Было записано (СИ) - "Greko"
Узнав Васю, даже не пытался изобразить радость. Что-то буркнул в ответ на приветствие и удалился. Девяткин лишь головой покачал: надо же как изменился человек в столь короткий срок! Пошел искать съемный домик, в котором проживал Лермонтов.
Поэт жил один, арендовав дом за 100 рублей серебром, но рядом со своим другом, Столыпиным-Манго.
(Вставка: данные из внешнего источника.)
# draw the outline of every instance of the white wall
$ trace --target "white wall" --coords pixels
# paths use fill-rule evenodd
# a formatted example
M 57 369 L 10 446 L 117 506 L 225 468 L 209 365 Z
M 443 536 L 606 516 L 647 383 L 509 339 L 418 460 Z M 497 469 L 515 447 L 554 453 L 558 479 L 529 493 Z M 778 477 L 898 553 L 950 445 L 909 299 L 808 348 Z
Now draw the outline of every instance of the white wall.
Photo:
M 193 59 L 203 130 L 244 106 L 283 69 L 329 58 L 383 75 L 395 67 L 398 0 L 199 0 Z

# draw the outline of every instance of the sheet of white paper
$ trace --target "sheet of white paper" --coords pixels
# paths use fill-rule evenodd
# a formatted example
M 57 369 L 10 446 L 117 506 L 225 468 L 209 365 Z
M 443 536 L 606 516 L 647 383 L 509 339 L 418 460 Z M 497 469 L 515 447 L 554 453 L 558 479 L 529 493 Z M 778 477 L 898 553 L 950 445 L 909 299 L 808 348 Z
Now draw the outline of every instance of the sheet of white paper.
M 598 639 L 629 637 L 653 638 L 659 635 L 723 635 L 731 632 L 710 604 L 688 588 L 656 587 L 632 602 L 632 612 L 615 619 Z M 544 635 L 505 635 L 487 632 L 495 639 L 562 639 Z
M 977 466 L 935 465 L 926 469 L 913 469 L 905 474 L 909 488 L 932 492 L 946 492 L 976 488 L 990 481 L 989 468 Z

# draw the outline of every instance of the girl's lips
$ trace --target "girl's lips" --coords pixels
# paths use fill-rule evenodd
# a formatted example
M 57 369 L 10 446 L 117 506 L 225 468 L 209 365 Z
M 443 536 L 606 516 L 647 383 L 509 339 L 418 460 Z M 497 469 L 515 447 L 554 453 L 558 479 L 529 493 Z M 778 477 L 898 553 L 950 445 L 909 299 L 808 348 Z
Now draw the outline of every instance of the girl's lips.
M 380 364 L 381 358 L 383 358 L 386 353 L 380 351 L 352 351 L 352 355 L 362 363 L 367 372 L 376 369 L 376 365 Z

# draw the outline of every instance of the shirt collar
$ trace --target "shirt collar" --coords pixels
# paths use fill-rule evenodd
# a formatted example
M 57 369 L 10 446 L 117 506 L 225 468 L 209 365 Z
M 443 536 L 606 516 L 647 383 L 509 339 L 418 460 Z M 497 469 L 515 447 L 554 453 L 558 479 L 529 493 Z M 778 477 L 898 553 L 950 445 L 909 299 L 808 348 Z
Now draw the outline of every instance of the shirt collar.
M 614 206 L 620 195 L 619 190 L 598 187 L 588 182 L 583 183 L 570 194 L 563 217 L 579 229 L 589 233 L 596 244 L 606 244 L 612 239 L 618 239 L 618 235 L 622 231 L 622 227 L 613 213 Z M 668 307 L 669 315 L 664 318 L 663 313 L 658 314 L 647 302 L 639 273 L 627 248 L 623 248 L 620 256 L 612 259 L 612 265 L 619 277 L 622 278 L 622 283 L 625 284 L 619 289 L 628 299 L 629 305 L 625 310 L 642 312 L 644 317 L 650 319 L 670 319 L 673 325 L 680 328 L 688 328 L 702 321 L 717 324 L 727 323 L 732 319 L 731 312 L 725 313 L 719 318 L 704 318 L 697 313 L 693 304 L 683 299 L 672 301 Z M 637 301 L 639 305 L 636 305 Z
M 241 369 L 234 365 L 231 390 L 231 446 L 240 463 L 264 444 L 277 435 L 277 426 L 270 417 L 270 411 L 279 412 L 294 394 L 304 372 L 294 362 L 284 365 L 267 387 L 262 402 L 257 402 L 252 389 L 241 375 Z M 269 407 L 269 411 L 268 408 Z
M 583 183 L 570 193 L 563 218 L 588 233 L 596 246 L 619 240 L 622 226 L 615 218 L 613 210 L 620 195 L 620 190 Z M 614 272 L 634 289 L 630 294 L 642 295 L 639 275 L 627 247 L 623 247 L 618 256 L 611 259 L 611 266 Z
Когда зашел Вася, он сидел у открытого окна в окружении светло-серых бумажных обоев и любовался роскошной черешней. Ветки были усыпаны ягодами, только руку протяни. Время от времени поручик их срывал и отправлял в рот. На столе перед ним лежало множество исписанных листов. На плечах снова устроился военный сюртучок с заломленным, как он привык, воротником. Красная шелковая рубаха позабыта.
Васе обрадовался как родному. Он вообще в быту к людям низших сословий относился с симпатией. Никогда нос не задирал, не доставал придирками, не хамил. С девицами из пятигорского общества он был куда менее любезен. Любил многих доводить до слез. Потом молил о прощении. Вот и сейчас он писал извинительную записку мадемуазель Эмилии.
— Лечиться приехал? — спросил Девяткина после жарких объятий. — Раны болят? Обязательно сведу тебя с доктором Барклаем-де-Толли. Ванны попринимай, все, как рукой, снимет.
— А вы? Тоже больны?
— Не видишь разве? — улыбнулся Лермонтов. — Одержим золотухою и цинготным худосочием, сопровождаемым припухлостью и болью десен, также изъязвлением языка и ломотою ног.
— Болезнь хитрости? — уточнил Вася.
Лермонтов расхохотался. Потом погрустнел.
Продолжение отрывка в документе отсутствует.